About this time of year I generally get a call from my mate Mike. ‘Fancy a roadtrip?’ He wants company on a round-trip he makes every year to bring his hand-built canoe out of storage and down to the same  green-painted beach hut that he rents – every year – for three weeks after midsummer. During the off-season he stores his canoe at the same lock-up, which is about as far from the shore as you can get.

We’re in the same line of work and I see the three-hour round-trip (plus the time at either end) as continuing professional development. We chew over industry news, discuss possible projects and bounce ideas around. And he’s good company, Mike: we have the same taste in music, too, so I put together a playlist for the way, and he makes one for the way back. Mike’s tastes tend towards prog rock, so we need a good long roadtrip for his tunes.

Wooden canoes are fussy about the way they’re stored. By the way, if you’re getting the impression that Mike doesn’t mind taking trouble over things, you’d be on the mark. He built this canoe himself, and in between outings he stores her in a carefully selected lock-up that meets his high standards of security and climate control. She’s even got her own custom-made stands so she doesn’t have to lie on the ground. ‘Compresses the keel if you put her on the ground,’ he told me once, as if this explained everything.

He runs a hand over the hull, checks the thwarts and the seats, and then we lift her out to the yard and load her on to his boat trailer. She is not heavy, but she is awkward for one person to manage, which is why (apart from my scintillating company and great playlist) Mike gets me involved.

Once the trailer is carefully hitched up – and Mike has checked everything twice – it’s time to leave. Our part of the world is beautiful in midsummer – the trees are full green and the verges are white with those big cheeky ox-eye daisies. But my favourite moment is when we get the first glimpse of the sea down at the end of a valley.
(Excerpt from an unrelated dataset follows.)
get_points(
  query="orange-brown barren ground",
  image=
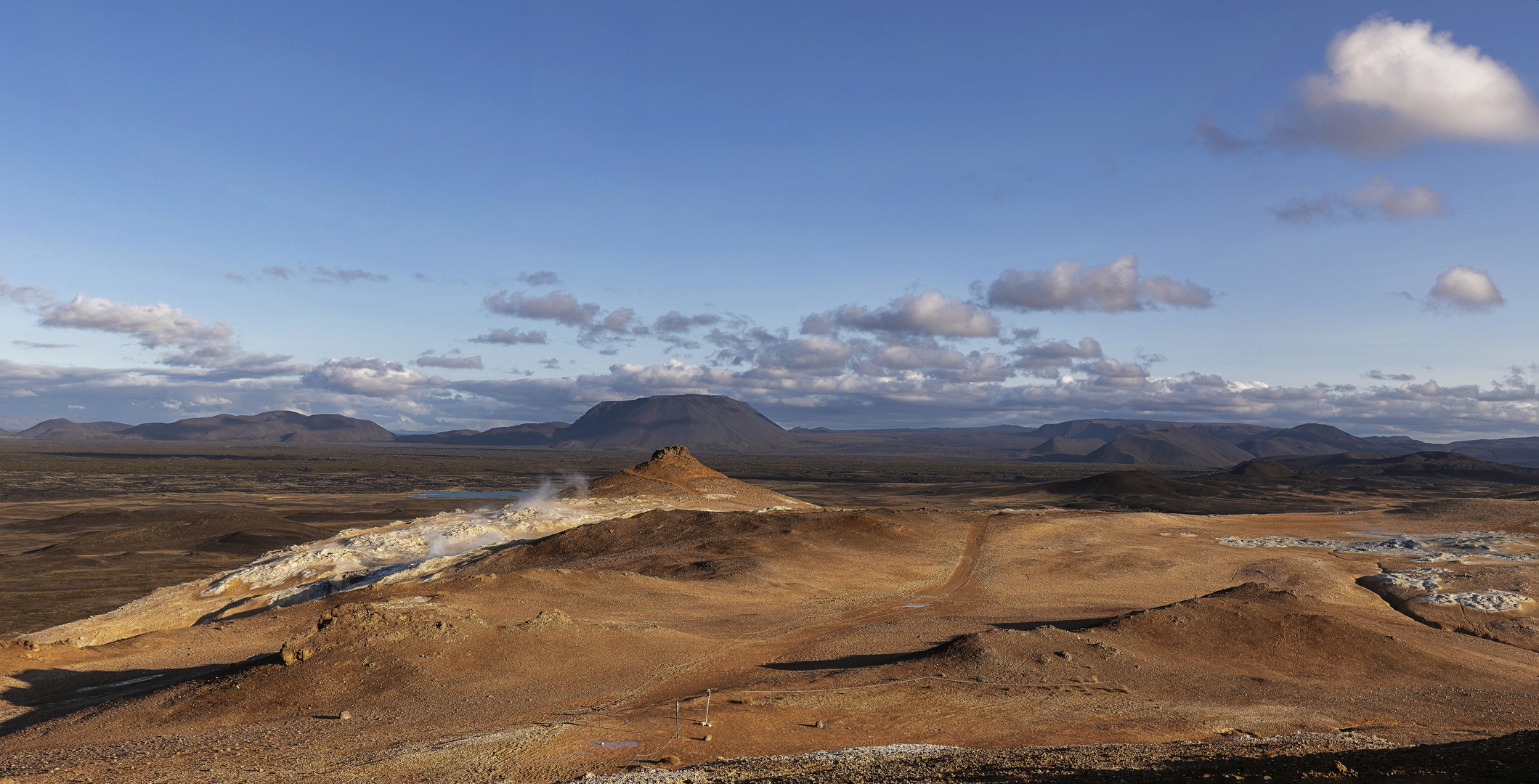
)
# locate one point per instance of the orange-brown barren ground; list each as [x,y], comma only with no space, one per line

It doesn’t take long to bring the canoe – and the custom-made stands, the hand-carved paddles and the lifejackets – down on to the beach. The tide is right up today and Mike is looking at the water. I know he’s wondering… ‘Want to take her out quickly? Best to give a canoe a test run after months in store,’ he says.

I open my mouth to tell him that there is no canoe just out of storage on the entire coast that has been more carefully checked than this one, and that we should really get back. But then I think what a warm day it’s turning out to be and that it’s pretty pleasant being on the water, particularly in a really superb craft like Mike’s. So I take the lifejacket he’s offering and we have a paddle – just for half an hour. Life doesn’t get much better, really.